Cascading Leadership Series – Stayin’ Sharp

Posted by Kevin Nolan on March 7, 2024

Let’s jump right in where we left off—like I said last week, we keep our people sharp with regular training, and we keep our training sharp with regular updates. We dedicate time to review a training module every week at our operations meeting; relevant suggestions are made, modules are updated, and then we move on. Keepin’ our edge sharp! 

Clock ’em in!

Don’t forget: Training must be on-the-job to be paid, including the module reviews. Employees must be clocked in when reviewing this to avoid a department of labor conflict. For promotion, employees must review our modules, take quizzes to show proficiency and be evaluated on their ability to perform necessary skills physically. (I should mention we spend considerable time teaching our leaders to train and assess.) All of this must take place on the clock.

Know-Show-Do-Review

We use a practical, four-step on-the-job training (OJT) technique called Know-Show-Do-Review, and it goes like this: 

Know: The instructor discusses the training module with the learner and tells the student apprentice what they know about the topic. 
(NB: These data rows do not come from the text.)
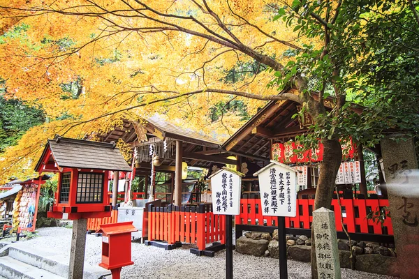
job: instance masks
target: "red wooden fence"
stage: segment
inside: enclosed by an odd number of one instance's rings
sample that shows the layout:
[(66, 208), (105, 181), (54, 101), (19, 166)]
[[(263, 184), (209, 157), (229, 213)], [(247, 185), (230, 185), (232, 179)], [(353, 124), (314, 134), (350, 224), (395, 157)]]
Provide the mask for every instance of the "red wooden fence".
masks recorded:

Show: The instructor demonstrates the skill and shows them how to do it.

Do: The apprentice will perform or do the skill.

Review: They review the whole process from start to finish together. Know-Show-Do-Review. With this method, knowledge and skill cascade through the company!

You can use a similar process to ensure that skills and leadership competencies cascade through your whole company, too!

Good People Skills are Caught and Taught

We have broken our Leadership Competencies training curriculum into customer management, job management, and employee management. 

These modules teach leadership skills such as emotional intelligence, developing individual employees, and building a team. We give out training guidelines that instruct our leaders on communicating with employees and providing feedback. 

We have many discussions about best practices, so nothing is left open for individual interpretation—this empowers our leaders to handle both good and bad situations. We also want them to practice what they preach. Impressions are everything. Good habits and emotional intelligence are a must. 

Our leaders are not clones, but their approach to handling situations is consistent, reflecting our company’s practiced methods and core values. This is how good people skills cascade through the ranks.